The MFA remains a fantastic museum. Yes, they had trendy contemporary exhibits of some guy's photos of the British royal family and then art photographs of all sorts of celebrities, but after that, you can walk upstairs and spend your time with rooms full of John Singleton Copley and John Singer Sargent, and one amazing gallery that gathers wonderful Gauguins, Monets, Caillebotes, Van Goghs, Rouaults, Degas, Renoirs, and more, all in the same place.
They're not just examples--they are great pictures, some of the Monet haystacks and views of the Rouen cathedral, for example, or one of Van Gogh's last paintings in Auvers. I always enjoy seeing the Gilbert Stuarts of George and Martha than we used to have on trading cards when I was growing up, and the one that was used for the dollar bill, too. And there's one of Washington on a boat that has it all over the famous Leutze in the Met in New York.
What the Museum of Fine Arts has in common with the other great museums of the world is depth--their American collection has the early people like the Peales and then the Luminists and Winslow Homer. So too with their European section--you follow the development right from the Renaisssance through Delacroix and Titian and Velasquez and then a gallery of all the great Brits--Reynolds and Gainsborough and Ramsey and Van Dyck. All are surrounded by plenty of their less-renowned contemporaries that gives depth and texture to the whole experience.

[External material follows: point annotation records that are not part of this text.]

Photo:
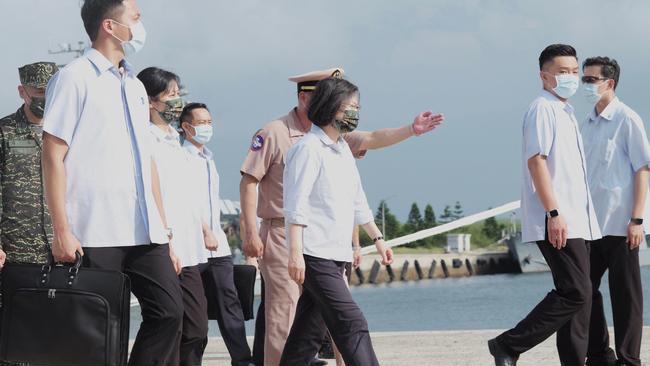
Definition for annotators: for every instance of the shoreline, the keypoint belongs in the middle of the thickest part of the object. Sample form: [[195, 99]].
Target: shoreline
[[439, 348]]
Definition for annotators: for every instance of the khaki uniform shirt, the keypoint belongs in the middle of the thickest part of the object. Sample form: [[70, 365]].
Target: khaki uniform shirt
[[266, 157]]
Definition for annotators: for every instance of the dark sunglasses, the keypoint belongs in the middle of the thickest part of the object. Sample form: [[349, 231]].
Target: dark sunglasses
[[592, 79]]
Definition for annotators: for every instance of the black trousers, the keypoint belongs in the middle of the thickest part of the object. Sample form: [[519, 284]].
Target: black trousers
[[194, 335], [230, 315], [260, 330], [155, 283], [613, 253], [327, 299], [564, 310]]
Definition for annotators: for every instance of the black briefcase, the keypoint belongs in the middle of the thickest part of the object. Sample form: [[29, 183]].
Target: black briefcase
[[64, 315], [244, 278]]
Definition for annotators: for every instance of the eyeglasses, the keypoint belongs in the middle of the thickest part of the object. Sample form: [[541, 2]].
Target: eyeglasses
[[197, 122], [592, 79]]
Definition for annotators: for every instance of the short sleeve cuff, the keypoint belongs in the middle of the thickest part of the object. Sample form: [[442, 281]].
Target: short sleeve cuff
[[642, 165], [296, 218], [363, 217], [252, 172]]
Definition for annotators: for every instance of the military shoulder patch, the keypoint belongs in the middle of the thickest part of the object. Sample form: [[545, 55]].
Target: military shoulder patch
[[258, 141]]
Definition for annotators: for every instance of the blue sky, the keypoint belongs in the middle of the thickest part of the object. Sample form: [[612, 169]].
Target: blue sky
[[475, 61]]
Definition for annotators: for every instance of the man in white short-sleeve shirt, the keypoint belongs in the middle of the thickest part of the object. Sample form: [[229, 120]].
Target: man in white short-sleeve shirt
[[196, 123], [101, 183], [557, 214], [618, 154]]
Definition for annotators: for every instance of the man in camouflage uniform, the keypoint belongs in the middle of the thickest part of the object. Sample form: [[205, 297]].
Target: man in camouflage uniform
[[25, 226]]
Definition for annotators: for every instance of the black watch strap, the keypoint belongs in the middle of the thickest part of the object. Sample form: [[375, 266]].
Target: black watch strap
[[553, 213]]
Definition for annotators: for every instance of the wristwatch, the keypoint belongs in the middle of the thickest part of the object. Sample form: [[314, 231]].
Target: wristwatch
[[169, 233], [636, 221]]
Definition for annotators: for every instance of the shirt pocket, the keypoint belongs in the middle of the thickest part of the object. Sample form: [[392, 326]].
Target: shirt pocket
[[615, 173]]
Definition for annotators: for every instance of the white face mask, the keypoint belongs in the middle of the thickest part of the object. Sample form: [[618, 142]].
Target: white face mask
[[591, 93], [567, 85], [138, 38]]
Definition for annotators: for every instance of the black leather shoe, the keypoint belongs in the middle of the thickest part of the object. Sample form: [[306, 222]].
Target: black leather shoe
[[501, 357], [317, 362], [606, 359]]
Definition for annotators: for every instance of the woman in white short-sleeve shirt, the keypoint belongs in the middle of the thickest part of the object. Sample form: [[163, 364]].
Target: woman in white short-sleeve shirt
[[181, 200], [323, 200]]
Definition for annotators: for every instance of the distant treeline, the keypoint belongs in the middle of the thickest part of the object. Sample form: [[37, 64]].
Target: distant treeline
[[483, 233]]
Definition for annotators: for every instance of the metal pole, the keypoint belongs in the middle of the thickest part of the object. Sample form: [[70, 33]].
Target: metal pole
[[383, 220]]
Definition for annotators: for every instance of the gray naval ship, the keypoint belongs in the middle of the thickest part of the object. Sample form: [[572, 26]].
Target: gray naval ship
[[530, 259]]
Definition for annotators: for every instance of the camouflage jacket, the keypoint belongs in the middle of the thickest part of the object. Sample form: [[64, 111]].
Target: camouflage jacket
[[25, 226]]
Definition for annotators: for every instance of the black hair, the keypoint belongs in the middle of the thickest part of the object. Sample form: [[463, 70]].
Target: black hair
[[608, 67], [186, 114], [93, 12], [556, 50], [157, 80], [327, 98]]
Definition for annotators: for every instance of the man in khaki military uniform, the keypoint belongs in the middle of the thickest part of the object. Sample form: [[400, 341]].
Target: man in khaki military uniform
[[25, 227], [262, 172]]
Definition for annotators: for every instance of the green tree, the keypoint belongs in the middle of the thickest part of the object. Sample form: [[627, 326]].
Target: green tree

I did like one temporary exhibition--one of European posters that made me realize how for so many years the poster was a key factor in publicity and was produced by so many greats and near-greats. And it was complemented by a show featuring a great collection of post cards--most featuring Parisian scenes but produced by specialty printers in Germany. There's good contemporary galleries as well--where the curators make their bets on what work being done now is likely to endure.